While profiling code, I noticed a bunch of boxing of integers. It turns out they came from using -= on a mutable.BitSet. Replacing -= with subtractOne solved the problem.
I wonder how many times I’ve been hit because of something like that and never realized because I didn’t profile (I do like to use symbolic names with collections), and what could be done about it. The problem, of course, is that -= is final in Shrinkable and cannot be overridden in BitSet. Does it have to be final? (It’s also marked @`inline`, which didn’t seem to help here.)
In the same application, I found that some other undesirable boxing came from using indexOf on an IArray. Writing my own loop got rid of it. (I’ll admit I don’t even understand the comment `asInstanceOf` needed... in the source.) Could the IArray extensions be more careful about primitive types and avoid the problem?
I’ve had to rewrite some for-do into while in the past to avoid boxing, and I now know to be careful with those in performance-critical code, but I don’t want to second guess myself with every method on things like BitSet and IArray, which I expect to be efficient by default. Is there a way to improve things, at the cost of some ugly overrides here and there?
My advice is to ignore IArray entirely. The ecosystem is not written to take advantage of it, which makes it a headache even leaving aside the random surprising performance problems (those can be fixed–submit a bug report–but the friction of the class is too great). Just use Array. Also, if you have primitives, and you want to be fast, don’t touch the standard library.
Alternatively, microbenchmark everything. That will catch almost all substantial problems.
Scala 2 has -Wperformance for this use case, namely, to warn about common gotchas that you’d never want to spend a minute debugging. The lint doesn’t do much at the moment, and would be too noisy for everyday use, perhaps; it hasn’t been introduced on Scala 3.
Maybe it’s true that “if you cared”, you’d have benchmark testing already, and then you’d turn on the lint as a first step in addressing a problem; or it would be used as an audit.
As a reminder, @inline is meaningful only to the Scala 2 optimizer, which must be enabled with -opt:inline:** to mean inline from everywhere.
At some point, I began using addOne and subtractOne exclusively. I think I finally tired of the ambiguity of never knowing how += is desugared; the clever syntax is nice for quick snippets or loop vars such as i += 1 where reading is unhampered.
The other antipattern is buf += (1, 2, 3) aka “multiarg infix”. That may be when I gave it up. I’d love the syntax if it expanded to buf.addOne(1) etc.
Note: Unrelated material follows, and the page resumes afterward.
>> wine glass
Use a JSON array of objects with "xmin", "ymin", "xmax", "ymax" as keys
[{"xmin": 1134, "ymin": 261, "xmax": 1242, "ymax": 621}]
Don’t use ArraySeq either, not for map or anything like that–the primitives box. Really just use plain Array without collections operations when you really need to be fast. But microbenchmark and/or profile (with appropriate profiling tools so you’re not fooled by overhead or anything) to determine when you really need to be fast. For example, if you’re manipulating raw bytes underlying a grayscale image, use plain Array without collections operations.
I assume that, eventually, Scala 3 can start using its own inline, which does exactly that. I also wonder why the JIT didn’t inline it, and then get rid of the boxing/unboxing. The mysteries of the JVM…
I would also recommend using raw Arrays/while loops on performance intensive code, especially if you plan on cross-compiling to JS/Native (some stuff that might be fast enough in the JVM might not be on other backends).
Unfortunately, I don’t have any better solutions. I also keep getting bit by this.
For example, just today I noticed that Int => AnyVal functions are not specialized, so something like Vector.tabulate(height)(y => Vector.tabulate(width)(x => x*y)) has some really weird performance characteristics (the y is boxed, but the x isn’t)
(or to program in C, for that matter).